Mohamedbhai H, Ali S, Dimasi I, Kalavrezos N
Head and Neck Centre, University College London Hospital, 250 Euston Road, London NW1 2BU.
Southmead Hospital, Southmead Road, Westbury-on-Trym, Bristol, BS10 5NB.
Br J Oral Maxillofac Surg. 2018 Oct;56(8):709-714. doi: 10.1016/j.bjoms.2018.07.015. Epub 2018 Aug 17.
Our aim was to provide a simple and effective scoring system to guide decision making in management of the airway.

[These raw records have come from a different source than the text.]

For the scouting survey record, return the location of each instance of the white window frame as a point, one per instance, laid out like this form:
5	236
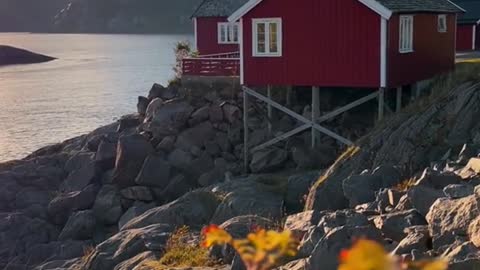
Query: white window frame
267	22
406	30
228	31
441	18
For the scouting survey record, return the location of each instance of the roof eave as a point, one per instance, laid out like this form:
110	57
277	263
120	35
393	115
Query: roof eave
372	4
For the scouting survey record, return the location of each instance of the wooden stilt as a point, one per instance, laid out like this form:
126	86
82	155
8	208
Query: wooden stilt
399	98
315	113
269	110
381	103
289	96
245	129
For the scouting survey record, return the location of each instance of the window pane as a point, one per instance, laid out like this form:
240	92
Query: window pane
235	32
261	38
223	34
273	34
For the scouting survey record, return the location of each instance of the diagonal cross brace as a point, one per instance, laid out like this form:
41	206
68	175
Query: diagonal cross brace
297	116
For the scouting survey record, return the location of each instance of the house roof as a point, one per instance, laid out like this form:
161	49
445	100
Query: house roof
420	5
384	8
218	8
472	8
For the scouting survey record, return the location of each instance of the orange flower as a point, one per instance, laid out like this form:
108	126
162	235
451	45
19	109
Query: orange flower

We retrospectively reviewed the casenotes of all patients diagnosed with head and neck cancer and who were treated by resection with primary flap reconstruction. Those factors that were significant (p<0.05) were analysed by logistic regression to establish their weighting. A total of 149 patients were included, 67 of whom (45%) were managed with endotracheal tubes, and 82 with tracheostomy (55%), of which eight were unplanned and late. From this we produced a score based on: T (T staging), R (Reconstruction), A (Anatomy of tumour), C (Coexisting conditions), H (History of previous treatment for head and neck cancer), Y (lateralitY- bilateral neck dissection). A score of 4 gave a sensitivity of 91.4%, a positive predictive value of 90.9%, a specificity of 90.8% and a negative predictive value of 88.2%. We applied this score to the patients, and it gave a mean score of: 2.1 (intubated), 5.7 (primary tracheostomy), and 4.6 (late tracheostomy). This is the largest published study to our knowledge of tracheostomies in head and neck cancer flap reconstructions that presents a scoring system for management of the airway. This scoring system can appropriately predict those patients who do not need tracheostomy and can act as a reliable screening tool in preoperative planning of the airway. It could aid management, and reduce the incidence of postoperative tracheostomies, with the potential that patients could be managed more safely, with reduced morbidity and mortality.
我们的目标是提供一种简单有效的评分系统,以指导气道管理中的决策制定。我们回顾性分析了所有诊断为头颈癌并接受原发性皮瓣重建切除术治疗的患者的病历。对具有显著意义(p<0.05)的因素进行逻辑回归分析以确定其权重。总共纳入了149例患者,其中67例(45%)通过气管插管进行管理,82例(55%)进行了气管切开术,其中8例为非计划性和晚期气管切开术。据此,我们制定了一个基于以下因素的评分:T(T分期)、R(重建)、A(肿瘤解剖结构)、C(并存疾病)、H(头颈癌既往治疗史)、Y(侧别-双侧颈清扫)。评分4时,敏感性为91.4%,阳性预测值为90.9%,特异性为90.8%,阴性预测值为88.2%。我们将此评分应用于患者,结果显示平均评分为:2.1(插管患者)、5.7(一期气管切开术患者)和4.6(晚期气管切开术患者)。据我们所知,这是关于头颈癌皮瓣重建术中气管切开术的已发表研究中规模最大的一项,该研究提出了一种气道管理评分系统。这种评分系统能够适当地预测那些不需要气管切开术的患者,并可作为气道术前规划中的可靠筛查工具。它有助于管理,降低术后气管切开术的发生率,有可能使患者得到更安全的管理,降低发病率和死亡率。